Analysis of lipoplex uptake by blood cells via flow cytometry. Balb/c mice (n = 3) bearing CT26 tumors were intravenously injected with PicoGreen®-labelled lipoplexes, and blood was harvested after 1 h. Blood cells were stained with an antibody against CD45 which binds to leukocytes. The percentage of CD45− and CD45+ cells that are positive for PicoGreen® staining (A), and the staining intensity of CD45+ (B) and CD45− (C) are depicted. Note that PicoGreen®staining is largely confined to leukocytes (CD45+), with minimal staining of erythrocytes (CD45−). In addition, the intensity of PicoGreen® staining is much higher in leukocytes.

Figure 2.

Analysis of lipoplex uptake by leukocytes via flow cytometry. Balb/c mice bearing CT26 tumors were intravenously injected with carboxyfluorescein-labelled lipoplexes, and blood was harvested after 1 h. CD45+ leukocytes were stained with antibodies to quantify uptake by myeloid cells (CD45+, CD11b+, CD335−), NK cells (CD45+, CD11b+, CD335+), CD8+ T cells (CD45+,CD8+,CD4−, CD11b−), and CD4+ T cells (CD45+,CD4+,CD8−,CD11b−). The percent of each cell population that was particle positive is depicted. Bars represent the mean and standard error of blood isolated from 3 mice.

Figure 3.

Time dependence of lipoplex distribution. Plasmid levels in both the plasma and the cell fraction of the blood (A) and corresponding levels in the tumor (B) are shown at 1 and 24 h. Consistent with the low levels of plasmid, expression (24 h) in the tumor was minimal (C). Bars represent the mean and standard error of samples harvested from 3 mice at each timepoint.

Figure 4.

Biodistribution and expression in organs. Plasmid levels decreased in all organs between 1 and 24 h (A). Expression at 24 h (B) in organs does not correlate with plasmid levels. Bars represent the mean and standard error of organs harvested from 3 mice at each timepoint.

Figure 5.

Leukocyte uptake of PEGylated lipoplexes. Uptake of PEGylated lipoplexes by CD45+ cells (A) decreases between 1 and 24 h. Uptake of PEGylated lipoplexes by specific cell types at 1 and 24 h (B): myeloid cells (CD45+, CD11b+, CD335−), NK cells (CD45+, CD11b+, CD335+), CD8+ T cells (CD45+,CD8+,CD4−,CD11b−), and CD4+ T cells (CD45+,CD4+,CD8−,CD11b−).
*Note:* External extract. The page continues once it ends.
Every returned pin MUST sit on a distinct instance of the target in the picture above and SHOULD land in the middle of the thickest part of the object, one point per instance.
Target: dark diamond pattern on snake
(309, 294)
The percent of each cell population that was particle positive is depicted. Bars represent the mean and standard error of blood isolated from 3 mice.

Figure 6.

Time dependence of PEGylated lipoplex distribution. Plasmid levels in the plasma were much higher than the cell fraction (A), and corresponded with higher tumor levels (B) as compared to non-PEGylated lipoplexes. Note that plasmid levels in the tumor increase from 1 h to 24 h, consistent with the longer half-life (≈ 3 h) of the PEGylated formulation. Bars represent the mean and standard error of tissues harvested from 3 mice at each timepoint.

Figure 7.

Biodistribution of PEGylated lipoplexes. Plasmid levels increased at 24 h in both liver and spleen (A). Expression (24 h) was highest in liver and spleen, consistent with the greater plasmid accumulation (B). Bars represent the mean and standard error of organs harvested from 3 mice at each timepoint.

Figure 8.

Biodistribution of lipoplex formulations in SCID mice. Plasmid accumulation was greatest in the liver, and accumulation in tumor, lung, and spleen were comparable (A). Expression (24 h) was highest in liver, consistent with the greater plasmid accumulation (B). Bars represent the mean and standard error of organs harvested from 3 mice at each timepoint.

Figure 9.

Blood circulation. Plasmid levels in the plasma and cell fraction were quantified separately at different time points for non-PEGylated (A) and PEGylated (B) lipoplexes in Balb/c mice, and non-PEGylated lipoplexes in SCID mice (C). Note the much greater levels of PEGylated lipoplexes in the plasma; calculated half-lives are presented in Table 2. Each symbol represents the mean and standard error of blood samples from 3 mice.